The Minister’s letter dated 13 March 2017

Responses to Brexit questions

33.11The Minister answers the two questions the Committee raised in its previous report in relation to the Communication. Asked how the Government would continue to approach negotiations on the DSM, the Minister states:

“As the Committee will see from this letter, the UK continues to play an active role in the DSM, influencing negotiations and voting in Council to ensure that the UK’s views are heard. Through developing strong and constructive relationships with likeminded Member States, we have achieved successes on the DSM, both in terms of policy content and the speed at which some key policies have progressed through the EU’s legislative process—for example, the recent agreements on geoblocking and portability represent a near record turnaround in EU decision-making. We aim to maintain this momentum and influence across other DSM files, working with our Member State partners and the EU institutions.

“The UK has been an active proponent of the DSM since the strategy was launched in May 2015, pushing for an open, flexible market with a framework that reflects the dynamic nature of the digital economy.”

33.12In response to the Committee’s second question—which proposals the Government considers a policy priority and would wish to apply regardless of the withdrawal of the UK from the EU—the Minister responds as follows:

“Our EU exit negotiations are yet to begin. It is therefore premature to comment publicly on the nature of future agreements with the EU or on potential changes to domestic law following our EU exit.

“Whatever the nature of our relationship with the EU, it is in the UK’s economic interests to work with international partners on building a fully functioning global digital economy. For this reason, we continue to push for an open, competitive and flexible Digital Single Market. For example, the free flow of data is fundamental to the functioning of the digital economy and realising its full potential. The Government sees global data flows as being of high importance, hence the desire to tackle unjustified data localisation not just at the EU level, but also in data flows between the EU and third countries.

“We also recognise the importance of consumer rights in enabling the digital economy. Tackling rogue traders and unscrupulous business practices will remain important to the UK, as our citizens and businesses continue to trade with EU partners.”

Update on progress of Digital Single Market initiatives

33.13In late 2016 the Government committed to sending the House of Commons European Scrutiny Committee and the House of Lords European Union Committee quarterly updates on the DSM, and the Minister now provides the first such update.

33.14The Minister states that “notable progress” has been made on a number of DSM files in recent months. In particular, a General Approach was reached in Council in November 2016 on the Geoblocking Regulation. Furthermore, trilogue agreement was recently reached on the portability proposal, which will allow consumers to access their digital content when travelling in the EU, and the roaming proposal, which will see mobile roaming charges eliminated from the middle of this year. All 3 of these agreements were supported by the UK Government. The Committee is separately scrutinising each of these proposals.

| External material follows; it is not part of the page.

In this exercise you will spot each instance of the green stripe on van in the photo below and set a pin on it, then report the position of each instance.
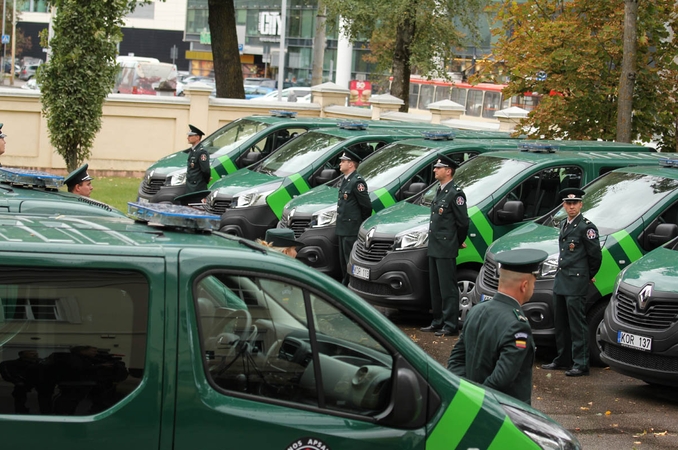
(511, 437)
(385, 199)
(458, 417)
(293, 185)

33.15The Minister also provided a detailed overview of the state of play in relation to twelve specific strands of the Digital Single Market package which are currently under negotiation, as outlined below. A summary of this overview is provided in the Committee’s previous report on the E-commerce package, published on 22 March 2017.

Previous Committee Reports

Thirty-Sixth Report HC 71–xxxiv (2016–17), chapter 1 (22 March 2017); Seventh Report HC 71–v (2016–17), chapter 2 (6 July 2016).


553 Geoblocking refers to commercial practices that prevent online customers from accessing and purchasing a product or a service from a website based in another Member State, or which automatically re-route them to a local site. As a result, consumers may face price discrimination (i.e. be charged more for products or services purchased online) on the basis of their IP address, their postal address or the country of issue of their credit card.